Au XVIIe siècle, on était extrêmement riche avec 20,000 liv. st. par an. C’était le revenu des trois ducs les plus opulens, Ormond, Buckingham, Albemarle. Le chiffre moyen du revenu pour un pair était de 3,000 livres, pour un membre des communes de 800 livres. Les ministres ne reculaient devant aucun moyen pour enfler leurs appointemens. La corruption parlementaire était sans vergogne. Les chanceliers, les lords de la trésorerie, les lords lieutenans d’Irlande faisaient des fortunes rapides. Titres, places, commissions, tout se vendait. Sous Jacques II, Sunderland, le président du conseil, recevait de Louis XIV une pension de 8,000 livres; d’Irlande, Tyrconnel lui envoyait des sommes énormes, le roi l’accablait de ses dons. Aujourd’hui il y a des bourgeois presque inconnus, dont le nom n’est jamais prononcé hors de la Cité, des grands ports, des districts manufacturiers, qui sont aussi riches, plus riches que les descendans des vieilles familles. Cependant il n’y a aucune hostilité entre la richesse héréditaire et la richesse des parvenus. La classe nobiliaire s’étend à mesure que grandit la fortune publique.
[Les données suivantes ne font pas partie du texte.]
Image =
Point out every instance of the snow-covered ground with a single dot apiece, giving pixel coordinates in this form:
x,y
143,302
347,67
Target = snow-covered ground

Pitt à lui seul fit 140 pairs; il dédaignait trop les honneurs pour n’en être pas prodigue. La pairie, à son avis, convenait naturellement à la grande fortune : c’était une vanité ajoutée à d’autres vanités. Il n’y a pas aujourd’hui moins de 462 pairs qui ont droit de siéger à la chambre des lords; il n’y a pas de limite constitutionnelle à ce chiffre. Par les mariages, les alliances, l’aristocratie résorbe continuellement la richesse produite par le travail. Le tiers-état, qui ne se sent pas séparé de la noblesse par une insurmontable barrière, n’éprouve pour elle aucune haine : il y a une noblesse non qualifiée qui est toujours mêlée au tiers. Le parlement dès longtemps a été l’assemblée d’un ordre mixte formé de nobles et de marchands. Les gens de finance, de loi, de commerce, s’y trouvaient mêlés aux porteurs des noms les plus antiques. Le tiers ne devint point, comme en France, ennemi de l’aristocratie, car, celle-ci étant plus démocratique que dans notre pays, la démocratie y est devenue plus aristocratique.

Il n’y a pas encore en Angleterre de lutte ouverte entre l’aristocratie et la démocratie; l’histoire du pays est remplie des luttes entre l’aristocratie et la royauté. Le triomphe de l’aristocratie n’a été si durable et si glorieux que parce qu’il était une victoire contre la tyrannie. Sous les deux premiers George, les whigs défendent les droits de la maison de Hanovre; ces défenseurs sont en réalité des

  1. Montesquieu, Esprit des Lois, liv. XX, chap. VII.